Conclusione: il canone dovrebbe essere dovuto solo da chi fruisce effettivamente del servizio. E siccome il dato si può acquisire in via automatica, non sussiste alcun impedimento a procedere di conseguenza. Così come fanno, del resto, le pay tv.

Un servizio pubblico da ripensare

Certo: chiarito tutto questo rimane aperta la questione del finanziamento. Dando per buono che la Rai debba continuare a esistere – e che tra i suoi compiti di «servizio pubblico» rientri pure l’intrattenimento, ivi inclusi i programmi più dozzinali come i giochini a premi e gli spazi di fintissimo approfondimento giornalistico nei quali invece si sprofonda nel sensazionalismo e/o nel gossip – è indispensabile uscire dal modello attuale. Che, come abbiamo visto, è incentrato su ciò che era vero in passato ma che oggi non lo è più.

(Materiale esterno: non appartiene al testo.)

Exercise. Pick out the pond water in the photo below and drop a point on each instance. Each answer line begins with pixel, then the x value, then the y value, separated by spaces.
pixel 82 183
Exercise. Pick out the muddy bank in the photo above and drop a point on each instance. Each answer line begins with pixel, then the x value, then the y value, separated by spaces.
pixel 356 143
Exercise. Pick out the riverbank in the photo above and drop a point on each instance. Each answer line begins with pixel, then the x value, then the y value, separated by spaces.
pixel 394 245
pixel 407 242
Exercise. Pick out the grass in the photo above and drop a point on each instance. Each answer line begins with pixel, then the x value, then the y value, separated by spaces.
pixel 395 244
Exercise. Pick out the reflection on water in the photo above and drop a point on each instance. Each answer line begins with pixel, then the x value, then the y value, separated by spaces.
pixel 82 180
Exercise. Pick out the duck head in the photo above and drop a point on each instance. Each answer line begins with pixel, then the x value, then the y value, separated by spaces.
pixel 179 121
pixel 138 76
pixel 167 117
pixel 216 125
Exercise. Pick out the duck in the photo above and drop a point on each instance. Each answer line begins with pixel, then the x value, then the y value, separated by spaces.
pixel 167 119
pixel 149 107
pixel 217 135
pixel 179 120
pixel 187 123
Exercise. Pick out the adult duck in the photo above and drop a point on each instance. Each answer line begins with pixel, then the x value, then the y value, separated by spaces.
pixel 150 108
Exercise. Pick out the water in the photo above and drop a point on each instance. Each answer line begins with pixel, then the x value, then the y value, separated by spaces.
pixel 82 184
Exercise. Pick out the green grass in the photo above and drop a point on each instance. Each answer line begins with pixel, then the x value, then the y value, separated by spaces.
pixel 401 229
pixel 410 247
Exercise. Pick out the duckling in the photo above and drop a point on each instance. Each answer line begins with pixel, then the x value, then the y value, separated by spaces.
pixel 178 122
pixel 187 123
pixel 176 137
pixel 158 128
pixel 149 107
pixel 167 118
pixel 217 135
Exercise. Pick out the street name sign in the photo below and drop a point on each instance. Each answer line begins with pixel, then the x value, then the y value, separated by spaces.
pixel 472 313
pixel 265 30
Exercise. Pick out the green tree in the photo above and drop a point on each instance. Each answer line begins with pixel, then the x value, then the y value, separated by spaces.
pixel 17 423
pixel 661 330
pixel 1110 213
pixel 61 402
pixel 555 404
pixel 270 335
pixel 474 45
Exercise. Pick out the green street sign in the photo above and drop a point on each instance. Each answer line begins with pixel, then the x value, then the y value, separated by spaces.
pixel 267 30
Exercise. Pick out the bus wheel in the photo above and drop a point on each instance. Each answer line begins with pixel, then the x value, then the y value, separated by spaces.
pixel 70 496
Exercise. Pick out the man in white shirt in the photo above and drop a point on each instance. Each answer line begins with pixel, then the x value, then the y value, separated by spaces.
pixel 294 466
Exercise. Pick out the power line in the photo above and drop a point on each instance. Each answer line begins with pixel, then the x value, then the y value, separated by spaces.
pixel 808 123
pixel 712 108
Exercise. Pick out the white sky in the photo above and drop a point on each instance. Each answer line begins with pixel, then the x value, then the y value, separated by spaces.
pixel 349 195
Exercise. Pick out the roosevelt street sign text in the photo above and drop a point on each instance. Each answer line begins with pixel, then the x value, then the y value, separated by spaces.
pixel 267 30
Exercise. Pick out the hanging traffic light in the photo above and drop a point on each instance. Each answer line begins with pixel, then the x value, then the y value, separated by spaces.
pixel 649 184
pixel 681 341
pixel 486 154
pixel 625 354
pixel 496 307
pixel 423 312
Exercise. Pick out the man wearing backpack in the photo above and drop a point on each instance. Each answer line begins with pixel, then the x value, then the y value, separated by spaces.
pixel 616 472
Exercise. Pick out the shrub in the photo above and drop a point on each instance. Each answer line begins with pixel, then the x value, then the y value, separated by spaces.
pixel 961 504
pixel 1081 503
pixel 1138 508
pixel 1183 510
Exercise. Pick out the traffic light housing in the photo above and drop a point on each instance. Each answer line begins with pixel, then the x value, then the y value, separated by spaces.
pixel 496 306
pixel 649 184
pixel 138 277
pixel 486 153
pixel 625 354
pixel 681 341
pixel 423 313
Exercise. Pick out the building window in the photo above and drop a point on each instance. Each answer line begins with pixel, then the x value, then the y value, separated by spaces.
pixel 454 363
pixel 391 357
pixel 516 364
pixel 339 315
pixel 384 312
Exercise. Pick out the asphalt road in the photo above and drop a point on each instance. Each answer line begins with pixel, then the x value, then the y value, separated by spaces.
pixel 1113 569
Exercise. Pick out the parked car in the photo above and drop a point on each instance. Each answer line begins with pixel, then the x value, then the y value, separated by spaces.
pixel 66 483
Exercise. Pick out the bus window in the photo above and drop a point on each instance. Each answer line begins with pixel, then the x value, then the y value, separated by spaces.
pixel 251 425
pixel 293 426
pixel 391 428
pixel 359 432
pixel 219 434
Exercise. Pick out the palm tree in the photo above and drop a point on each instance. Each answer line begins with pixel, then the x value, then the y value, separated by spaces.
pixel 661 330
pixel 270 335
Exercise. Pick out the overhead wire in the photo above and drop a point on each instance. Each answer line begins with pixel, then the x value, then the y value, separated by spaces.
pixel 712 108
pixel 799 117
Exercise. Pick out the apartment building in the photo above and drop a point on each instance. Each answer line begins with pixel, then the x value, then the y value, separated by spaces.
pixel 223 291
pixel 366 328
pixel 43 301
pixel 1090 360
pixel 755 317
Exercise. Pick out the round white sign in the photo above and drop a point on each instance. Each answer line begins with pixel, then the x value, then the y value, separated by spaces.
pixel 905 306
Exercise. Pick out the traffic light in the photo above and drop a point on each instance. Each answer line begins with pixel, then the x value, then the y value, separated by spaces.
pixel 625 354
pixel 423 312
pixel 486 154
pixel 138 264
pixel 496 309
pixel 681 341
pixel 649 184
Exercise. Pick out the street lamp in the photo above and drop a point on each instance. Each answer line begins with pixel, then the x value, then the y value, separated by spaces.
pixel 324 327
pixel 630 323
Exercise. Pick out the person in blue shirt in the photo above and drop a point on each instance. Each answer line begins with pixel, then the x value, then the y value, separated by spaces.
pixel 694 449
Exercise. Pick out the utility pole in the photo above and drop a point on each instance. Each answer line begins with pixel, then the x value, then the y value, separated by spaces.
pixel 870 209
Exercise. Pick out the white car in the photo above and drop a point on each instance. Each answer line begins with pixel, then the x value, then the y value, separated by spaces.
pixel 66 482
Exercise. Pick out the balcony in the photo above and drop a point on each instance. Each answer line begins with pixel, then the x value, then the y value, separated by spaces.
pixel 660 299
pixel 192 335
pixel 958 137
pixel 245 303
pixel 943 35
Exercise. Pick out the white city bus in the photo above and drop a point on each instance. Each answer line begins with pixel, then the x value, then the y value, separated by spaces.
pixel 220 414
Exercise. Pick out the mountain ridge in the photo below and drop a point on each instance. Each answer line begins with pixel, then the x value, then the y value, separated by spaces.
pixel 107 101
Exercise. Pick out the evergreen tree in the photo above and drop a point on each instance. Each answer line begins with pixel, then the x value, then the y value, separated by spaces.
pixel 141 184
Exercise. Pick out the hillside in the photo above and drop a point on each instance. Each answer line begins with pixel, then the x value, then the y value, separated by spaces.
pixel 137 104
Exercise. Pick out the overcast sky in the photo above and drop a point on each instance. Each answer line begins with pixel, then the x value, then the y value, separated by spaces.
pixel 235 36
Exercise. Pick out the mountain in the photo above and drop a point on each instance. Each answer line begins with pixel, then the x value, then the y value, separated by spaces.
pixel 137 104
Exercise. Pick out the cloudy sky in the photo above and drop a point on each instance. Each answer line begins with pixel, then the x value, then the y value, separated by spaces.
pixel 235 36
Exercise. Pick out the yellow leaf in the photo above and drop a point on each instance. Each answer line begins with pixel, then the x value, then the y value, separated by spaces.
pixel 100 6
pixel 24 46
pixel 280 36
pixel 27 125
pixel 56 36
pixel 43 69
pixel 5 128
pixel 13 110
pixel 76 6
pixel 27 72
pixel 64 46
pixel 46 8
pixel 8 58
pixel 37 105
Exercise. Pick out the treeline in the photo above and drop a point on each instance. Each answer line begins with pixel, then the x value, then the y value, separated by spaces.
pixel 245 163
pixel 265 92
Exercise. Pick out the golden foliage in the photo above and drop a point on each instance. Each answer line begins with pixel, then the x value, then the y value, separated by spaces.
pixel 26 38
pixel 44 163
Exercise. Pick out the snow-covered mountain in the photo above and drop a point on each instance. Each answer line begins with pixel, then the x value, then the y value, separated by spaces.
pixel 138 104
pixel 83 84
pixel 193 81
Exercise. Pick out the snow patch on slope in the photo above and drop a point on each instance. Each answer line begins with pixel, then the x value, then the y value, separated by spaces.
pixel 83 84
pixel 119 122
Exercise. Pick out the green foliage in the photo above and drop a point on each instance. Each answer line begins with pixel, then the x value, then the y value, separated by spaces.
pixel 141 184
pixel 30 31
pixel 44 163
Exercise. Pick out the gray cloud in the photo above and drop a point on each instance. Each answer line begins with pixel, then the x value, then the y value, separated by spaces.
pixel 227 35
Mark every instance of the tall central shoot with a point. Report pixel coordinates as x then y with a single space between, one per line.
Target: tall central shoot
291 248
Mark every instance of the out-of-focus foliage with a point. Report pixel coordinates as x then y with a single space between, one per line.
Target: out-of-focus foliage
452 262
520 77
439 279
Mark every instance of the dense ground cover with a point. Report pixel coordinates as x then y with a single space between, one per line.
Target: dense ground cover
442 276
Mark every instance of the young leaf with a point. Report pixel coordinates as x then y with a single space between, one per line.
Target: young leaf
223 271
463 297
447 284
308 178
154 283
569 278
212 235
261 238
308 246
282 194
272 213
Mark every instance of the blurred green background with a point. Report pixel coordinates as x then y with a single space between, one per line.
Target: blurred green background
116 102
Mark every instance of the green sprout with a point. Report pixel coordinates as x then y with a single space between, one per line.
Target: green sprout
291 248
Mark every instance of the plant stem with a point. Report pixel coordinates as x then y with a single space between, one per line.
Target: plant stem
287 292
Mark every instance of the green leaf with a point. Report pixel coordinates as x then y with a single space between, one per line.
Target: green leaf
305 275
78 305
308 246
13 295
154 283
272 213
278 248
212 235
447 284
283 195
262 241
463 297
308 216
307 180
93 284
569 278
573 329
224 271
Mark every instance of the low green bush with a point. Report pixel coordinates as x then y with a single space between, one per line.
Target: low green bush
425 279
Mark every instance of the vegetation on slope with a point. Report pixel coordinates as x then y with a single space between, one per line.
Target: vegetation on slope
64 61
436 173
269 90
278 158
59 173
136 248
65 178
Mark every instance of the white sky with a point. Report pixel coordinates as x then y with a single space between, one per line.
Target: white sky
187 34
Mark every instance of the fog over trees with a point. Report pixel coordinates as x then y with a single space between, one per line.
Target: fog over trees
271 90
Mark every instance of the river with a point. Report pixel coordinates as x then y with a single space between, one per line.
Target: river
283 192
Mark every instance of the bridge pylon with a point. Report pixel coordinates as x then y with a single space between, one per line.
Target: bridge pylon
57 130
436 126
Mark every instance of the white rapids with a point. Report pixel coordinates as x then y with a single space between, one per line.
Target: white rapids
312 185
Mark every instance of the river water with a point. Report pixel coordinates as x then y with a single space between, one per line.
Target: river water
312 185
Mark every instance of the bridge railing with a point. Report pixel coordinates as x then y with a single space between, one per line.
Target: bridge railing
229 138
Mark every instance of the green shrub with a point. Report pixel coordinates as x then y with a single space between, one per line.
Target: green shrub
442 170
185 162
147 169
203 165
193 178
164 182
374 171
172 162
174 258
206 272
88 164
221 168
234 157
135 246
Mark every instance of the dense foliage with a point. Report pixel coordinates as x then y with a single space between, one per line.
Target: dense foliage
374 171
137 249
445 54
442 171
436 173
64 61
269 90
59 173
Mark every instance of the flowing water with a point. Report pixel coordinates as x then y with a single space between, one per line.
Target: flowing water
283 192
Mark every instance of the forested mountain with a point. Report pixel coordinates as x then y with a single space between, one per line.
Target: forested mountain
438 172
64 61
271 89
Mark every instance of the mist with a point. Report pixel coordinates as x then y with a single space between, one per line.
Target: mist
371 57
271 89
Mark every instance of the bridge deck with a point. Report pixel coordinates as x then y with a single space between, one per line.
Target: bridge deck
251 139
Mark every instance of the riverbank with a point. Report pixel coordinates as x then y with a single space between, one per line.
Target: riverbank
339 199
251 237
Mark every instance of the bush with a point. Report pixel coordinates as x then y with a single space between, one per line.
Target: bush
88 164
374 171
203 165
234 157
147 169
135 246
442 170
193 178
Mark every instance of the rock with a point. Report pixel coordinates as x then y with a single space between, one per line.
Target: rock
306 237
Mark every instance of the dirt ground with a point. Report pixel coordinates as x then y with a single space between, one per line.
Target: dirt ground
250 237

Se è realmente un canone, lo paghi solo chi utilizza davvero ciò che viene offerto. E se poi quegli introiti non dovessero bastare, si intervenga con le risorse della fiscalità generale.

L’equivoco – chiamiamolo garbatamente così – è durato fin troppo. E liberarsene potrebbe essere, tra l’altro, un incentivo a riconsiderare a fondo i criteri con cui si allestiscono i palinsesti: chi viene pagato, e quanto, e con quali finalità.